Realizing this took me validating that connections worked with 1) snowsql CLI and 2) when writing the key value manually in the DAG as shown in the Full Sample DAG.

Key Takeaway 3: Use your own profiles.yml

It’s less setup. Otherwise you have to maintain an Airflow Connection – see SnowflakeEncryptedPrivateKeyPem.

We ended up writing the encrypted key content to a file during DAG runtime and providing the passphrase to our profiles.yml via environment variables.

Key Takeaway 4: Provide the manifest.json

As our solution scaled up, we encountered significant import issues. This issue emerged quickly as we added more dbt projects and existing ones grew in complexity. Within a couple of days, import times increased drastically, reaching over an hour, which became a clear bottleneck.
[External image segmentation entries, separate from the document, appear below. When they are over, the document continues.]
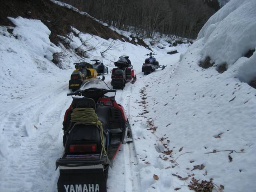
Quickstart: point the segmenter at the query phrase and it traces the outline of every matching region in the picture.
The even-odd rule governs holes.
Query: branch
[[[175,161],[175,162],[176,162],[176,160],[177,160],[177,159],[179,157],[180,157],[180,156],[181,156],[182,155],[184,155],[184,154],[186,154],[186,153],[194,153],[194,151],[191,151],[191,152],[186,152],[186,153],[182,153],[182,154],[180,154],[180,155],[179,155],[179,156],[178,156],[178,157],[177,158],[176,158],[175,159],[175,160],[174,160],[174,161]]]
[[[237,152],[235,150],[221,150],[220,151],[214,151],[213,152],[208,152],[207,153],[204,153],[206,154],[209,154],[210,153],[218,153],[218,152],[220,152],[222,151],[231,151],[231,152],[235,152],[236,153],[244,153],[244,152]]]

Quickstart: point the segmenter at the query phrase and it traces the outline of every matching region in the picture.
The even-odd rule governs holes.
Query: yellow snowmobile
[[[71,74],[68,84],[68,88],[73,91],[79,89],[87,80],[98,76],[97,71],[87,62],[83,61],[74,64],[76,69]]]

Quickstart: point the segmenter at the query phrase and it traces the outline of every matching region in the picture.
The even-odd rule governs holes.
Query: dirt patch
[[[251,87],[254,88],[254,89],[256,89],[256,80],[254,80],[251,81],[249,83],[249,85]]]
[[[223,73],[224,71],[227,70],[227,63],[224,63],[220,65],[217,68],[217,71],[220,73]]]
[[[211,58],[209,56],[207,56],[204,60],[202,60],[200,62],[199,66],[204,69],[208,69],[208,68],[212,67],[214,63],[211,63]]]
[[[244,56],[248,58],[250,58],[252,56],[252,55],[253,55],[253,53],[254,53],[255,51],[255,49],[253,50],[249,50],[249,51],[248,51],[248,52],[247,52],[245,54],[245,55],[244,55]]]
[[[23,18],[40,20],[51,32],[50,40],[56,44],[59,41],[58,35],[65,36],[73,26],[84,33],[88,33],[108,39],[136,44],[90,18],[75,11],[61,7],[50,0],[10,0],[2,1],[0,9],[0,25],[13,26],[7,17]],[[142,41],[143,42],[143,41]],[[147,47],[144,42],[138,44]]]
[[[175,50],[175,51],[170,51],[170,52],[168,52],[167,54],[169,54],[169,55],[172,55],[173,54],[175,54],[178,53],[178,52],[177,51],[177,50]]]

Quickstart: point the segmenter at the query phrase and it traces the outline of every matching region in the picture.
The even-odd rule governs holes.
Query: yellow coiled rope
[[[72,122],[80,123],[85,125],[93,124],[96,125],[100,130],[100,140],[101,140],[101,146],[102,149],[100,153],[100,159],[101,159],[103,152],[107,157],[107,163],[108,163],[108,157],[105,148],[104,142],[104,134],[102,124],[98,118],[98,116],[95,113],[95,110],[92,108],[75,108],[71,113],[71,120]]]

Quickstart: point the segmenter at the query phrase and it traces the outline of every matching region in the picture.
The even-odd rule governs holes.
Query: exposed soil
[[[134,44],[126,38],[118,34],[86,16],[64,7],[59,6],[49,0],[0,0],[0,25],[13,26],[7,17],[38,19],[46,25],[51,32],[50,39],[57,44],[59,40],[58,35],[65,36],[70,31],[70,26],[80,31],[97,35],[106,39],[119,39]],[[143,41],[138,44],[147,48]]]

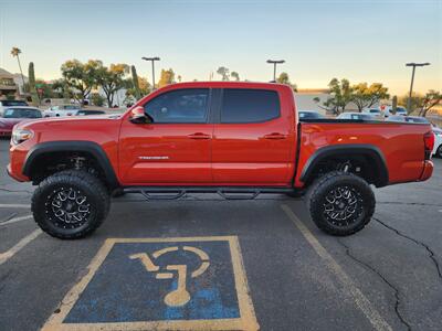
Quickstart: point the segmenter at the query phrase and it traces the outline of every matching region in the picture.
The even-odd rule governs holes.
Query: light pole
[[[267,60],[267,63],[273,64],[273,82],[276,82],[276,64],[283,64],[284,60]]]
[[[152,90],[155,90],[155,61],[159,61],[160,58],[158,56],[155,57],[145,57],[143,56],[141,60],[144,61],[150,61],[152,63]]]
[[[414,83],[414,72],[415,72],[415,67],[417,66],[425,66],[425,65],[430,65],[430,63],[425,62],[425,63],[407,63],[406,66],[412,66],[413,71],[411,73],[411,84],[410,84],[410,95],[408,97],[408,102],[407,102],[407,111],[410,113],[411,110],[411,94],[413,93],[413,83]]]

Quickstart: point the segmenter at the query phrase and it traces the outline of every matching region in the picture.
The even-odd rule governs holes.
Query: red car
[[[0,117],[0,137],[11,137],[14,125],[35,118],[42,118],[42,114],[38,108],[24,106],[4,107]]]
[[[429,124],[299,122],[287,85],[193,82],[158,89],[120,116],[19,124],[11,141],[8,172],[39,185],[34,220],[59,238],[94,232],[110,194],[124,192],[306,194],[320,229],[349,235],[373,214],[370,185],[431,177],[434,135]]]

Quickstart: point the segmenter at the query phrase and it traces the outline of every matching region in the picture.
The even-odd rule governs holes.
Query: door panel
[[[145,105],[151,124],[122,124],[119,175],[126,185],[212,182],[209,89],[177,89]]]
[[[274,96],[256,95],[260,89],[254,92],[233,90],[230,103],[227,102],[229,89],[223,92],[221,122],[215,124],[213,130],[212,172],[215,183],[286,185],[290,181],[294,141],[292,122],[283,118],[282,109],[276,115],[273,110],[266,111],[265,107],[281,107],[278,102],[265,99]],[[227,107],[231,109],[225,111]],[[231,115],[223,119],[225,113]],[[223,120],[229,122],[223,124]]]
[[[120,175],[125,183],[211,182],[213,125],[123,124]],[[210,139],[192,139],[201,134]]]

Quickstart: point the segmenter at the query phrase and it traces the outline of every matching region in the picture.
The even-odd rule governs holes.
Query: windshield
[[[42,115],[38,109],[9,108],[4,110],[4,118],[41,118]]]

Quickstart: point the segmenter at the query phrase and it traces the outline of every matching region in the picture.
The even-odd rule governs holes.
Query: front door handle
[[[202,132],[196,132],[188,136],[190,139],[210,139],[210,135],[206,135]]]
[[[285,139],[287,136],[278,134],[278,132],[273,132],[264,136],[264,139]]]

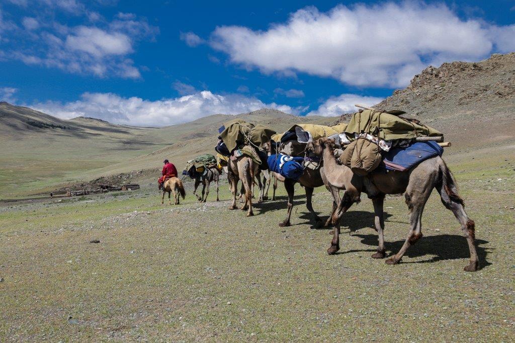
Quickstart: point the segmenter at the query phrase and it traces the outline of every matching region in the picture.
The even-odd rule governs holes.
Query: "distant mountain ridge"
[[[429,66],[374,106],[399,109],[443,132],[455,149],[515,141],[515,52]],[[347,122],[348,114],[340,118]]]
[[[4,102],[0,103],[0,197],[22,191],[20,187],[34,192],[58,184],[153,169],[164,158],[181,168],[192,155],[213,153],[218,128],[236,119],[281,132],[301,122],[328,124],[334,119],[300,118],[263,109],[236,115],[214,114],[162,128],[142,128],[84,117],[61,119]]]

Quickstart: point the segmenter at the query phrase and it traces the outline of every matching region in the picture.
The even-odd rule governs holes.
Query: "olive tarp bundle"
[[[376,110],[366,110],[355,113],[345,129],[351,143],[340,156],[341,163],[354,173],[364,176],[373,171],[383,159],[380,140],[412,141],[418,137],[440,137],[443,135],[433,128]],[[356,137],[357,137],[356,139]]]
[[[377,110],[365,110],[355,113],[345,132],[351,140],[354,139],[354,134],[362,133],[369,133],[385,140],[443,135],[418,120],[409,120]]]
[[[259,148],[269,141],[276,131],[270,128],[258,124],[254,125],[240,120],[228,124],[220,134],[220,138],[230,152],[239,146],[249,143]]]
[[[203,175],[208,168],[217,167],[217,165],[216,158],[212,155],[210,154],[199,155],[186,163],[186,167],[182,174],[194,178],[199,175],[200,176]]]

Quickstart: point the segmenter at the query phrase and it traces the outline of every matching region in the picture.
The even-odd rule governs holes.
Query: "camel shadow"
[[[295,207],[304,205],[305,206],[305,202],[299,202],[296,200],[300,200],[302,198],[306,198],[305,194],[298,194],[294,195],[294,210]],[[258,203],[256,198],[252,199],[252,207],[259,210],[259,214],[262,214],[269,211],[275,211],[277,210],[284,210],[286,211],[288,207],[288,197],[287,196],[276,196],[276,200],[272,201],[271,197],[269,197],[268,200],[265,200],[262,203]],[[285,212],[285,215],[286,212]]]
[[[319,212],[316,212],[317,215],[319,215]],[[328,215],[323,215],[320,218],[325,222],[330,217],[331,214]],[[385,212],[383,214],[385,221],[387,222],[388,218],[392,216],[392,214]],[[302,219],[305,219],[307,221],[306,223],[303,224],[313,224],[311,213],[309,212],[303,212],[300,217]],[[350,211],[346,212],[341,216],[340,220],[340,223],[341,226],[340,232],[345,232],[348,230],[350,232],[354,232],[361,229],[368,227],[374,227],[374,212],[369,211]],[[324,227],[315,227],[312,226],[311,228],[317,229],[332,229],[333,226],[325,226]]]
[[[377,236],[376,234],[353,234],[352,237],[358,237],[361,239],[361,243],[366,245],[373,247],[373,249],[365,249],[363,250],[351,250],[344,251],[339,251],[338,254],[349,254],[363,251],[375,251],[379,244]],[[490,251],[493,248],[482,246],[482,245],[489,243],[487,241],[476,239],[476,249],[477,251],[477,257],[479,258],[478,269],[483,269],[485,267],[492,264],[486,258]],[[388,242],[385,240],[385,248],[388,256],[397,254],[402,245],[404,240]],[[423,261],[414,262],[403,262],[403,263],[428,263],[435,262],[445,260],[456,260],[468,259],[470,257],[469,246],[467,243],[467,239],[465,237],[458,234],[438,234],[434,236],[423,237],[413,246],[408,249],[405,254],[405,256],[410,258],[420,257],[426,255],[432,255],[431,258]]]

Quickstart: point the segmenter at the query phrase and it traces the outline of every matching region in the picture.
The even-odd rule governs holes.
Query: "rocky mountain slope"
[[[374,107],[406,111],[444,133],[454,150],[512,142],[515,52],[428,67]]]

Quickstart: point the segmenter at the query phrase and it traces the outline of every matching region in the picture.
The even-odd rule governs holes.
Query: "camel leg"
[[[268,190],[270,189],[270,182],[272,180],[271,179],[271,178],[270,178],[270,177],[271,177],[271,175],[270,175],[270,172],[269,172],[268,170],[265,170],[265,171],[264,171],[263,173],[263,184],[265,184],[266,185],[266,188],[265,188],[265,194],[264,194],[264,195],[263,195],[263,200],[268,200]]]
[[[245,204],[242,209],[248,209],[247,212],[247,216],[254,215],[252,211],[252,187],[254,183],[254,175],[251,169],[252,167],[251,163],[247,161],[243,166],[242,170],[243,176],[242,177],[242,183],[243,184],[245,191]]]
[[[196,197],[197,197],[197,200],[200,200],[200,197],[199,197],[198,194],[197,194],[197,189],[198,188],[198,186],[200,184],[200,180],[198,178],[196,178],[195,179],[195,186],[193,188],[193,194],[195,194]]]
[[[236,206],[236,192],[238,189],[238,180],[236,178],[236,175],[231,173],[231,177],[229,177],[229,174],[228,173],[228,179],[231,182],[231,188],[232,191],[232,204],[229,207],[230,210],[235,210],[237,207]]]
[[[433,187],[427,184],[424,186],[424,183],[417,178],[414,178],[410,180],[404,196],[409,209],[409,232],[399,252],[385,261],[387,264],[399,263],[408,248],[422,237],[422,214]],[[427,179],[426,183],[431,182],[432,180]]]
[[[315,227],[321,227],[323,225],[323,221],[315,212],[315,210],[313,209],[313,205],[311,202],[313,196],[313,191],[315,189],[307,187],[305,187],[304,188],[306,190],[306,207],[307,208],[307,210],[311,213],[311,216],[315,221]]]
[[[276,190],[277,189],[277,178],[276,175],[273,175],[273,193],[272,193],[272,201],[276,201]]]
[[[353,192],[345,191],[336,211],[332,215],[334,231],[333,233],[333,239],[331,241],[331,246],[327,249],[327,253],[330,255],[336,253],[340,249],[340,219],[354,203],[356,197],[354,195],[355,194]]]
[[[284,188],[286,188],[286,192],[288,193],[288,213],[284,221],[279,224],[279,226],[284,227],[289,226],[291,225],[290,223],[290,218],[291,217],[291,211],[293,209],[293,197],[295,194],[295,182],[291,179],[287,178],[284,180]],[[274,194],[275,194],[276,188],[274,187]]]
[[[258,175],[256,178],[258,179],[258,187],[259,188],[259,198],[258,199],[258,202],[262,203],[263,194],[265,192],[265,187],[263,186],[263,183],[261,182],[261,178],[260,177],[260,175]]]
[[[448,171],[445,171],[448,172]],[[477,270],[477,265],[479,259],[477,258],[477,252],[476,251],[475,240],[475,224],[474,221],[470,219],[465,212],[463,201],[457,194],[457,190],[454,184],[452,176],[448,177],[450,180],[447,187],[437,187],[437,190],[441,197],[442,203],[444,206],[454,213],[454,216],[461,225],[461,230],[464,236],[467,238],[467,242],[469,245],[469,250],[470,252],[470,261],[469,264],[464,268],[466,272],[475,272]],[[449,192],[449,194],[448,193]]]
[[[244,194],[245,193],[245,187],[243,185],[243,182],[242,182],[242,188],[239,189],[239,203],[240,204],[243,204],[243,196]]]
[[[208,185],[205,187],[205,198],[204,199],[204,202],[205,203],[208,200],[208,195],[209,195],[209,185],[211,183],[209,181],[205,182]]]
[[[374,204],[374,221],[375,225],[375,230],[377,231],[379,240],[377,252],[372,255],[372,258],[374,259],[383,259],[385,256],[385,240],[383,235],[385,228],[384,211],[383,211],[384,200],[385,195],[383,194],[380,194],[372,199],[372,202]]]

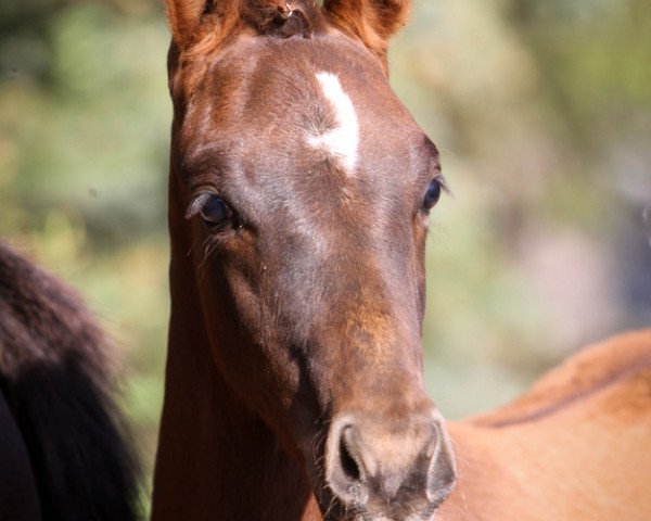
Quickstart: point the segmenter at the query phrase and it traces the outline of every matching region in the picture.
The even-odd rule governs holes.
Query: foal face
[[[242,35],[178,74],[173,162],[219,371],[332,519],[430,519],[455,480],[422,382],[435,147],[339,31]]]

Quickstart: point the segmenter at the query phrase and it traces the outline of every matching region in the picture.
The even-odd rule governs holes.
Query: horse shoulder
[[[495,412],[451,422],[442,521],[651,519],[651,332],[572,357]]]

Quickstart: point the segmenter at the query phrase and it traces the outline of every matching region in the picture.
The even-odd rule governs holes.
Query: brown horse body
[[[441,521],[651,519],[651,331],[574,356],[513,404],[449,422]]]
[[[322,3],[167,1],[171,317],[154,521],[429,521],[456,482],[421,352],[444,182],[386,78],[409,2]],[[482,499],[459,497],[489,497],[473,476],[490,479],[493,460],[489,485],[503,470],[515,486],[519,423],[452,424],[463,483],[442,516],[486,519]]]
[[[0,243],[1,520],[138,518],[107,345],[69,288]]]

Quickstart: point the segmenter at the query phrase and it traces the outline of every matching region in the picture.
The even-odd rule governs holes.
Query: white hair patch
[[[319,136],[310,136],[310,147],[321,149],[341,162],[348,173],[355,171],[357,149],[359,145],[359,122],[355,106],[348,94],[344,92],[339,77],[331,73],[318,73],[317,80],[321,85],[323,96],[334,110],[336,126]]]

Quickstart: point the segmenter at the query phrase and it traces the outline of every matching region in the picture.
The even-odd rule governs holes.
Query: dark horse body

Here’s what happened: unless specified, Cosmos determines how to process your dbt projects. With highly complex projects or a large number of them, the computational load shifts to the Airflow Scheduler during import time, leading to substantial delays.

Avoid Import Overhead Scaling Issues

The fix is straightforward: provide the dbt manifest.json. As part of your CI process, you should generate this manifest and include it in your CD pipeline. Doing so drastically reduces the CPU and memory overhead during import time because it spares the Airflow Scheduler from the heavy lifting of parsing the dbt projects.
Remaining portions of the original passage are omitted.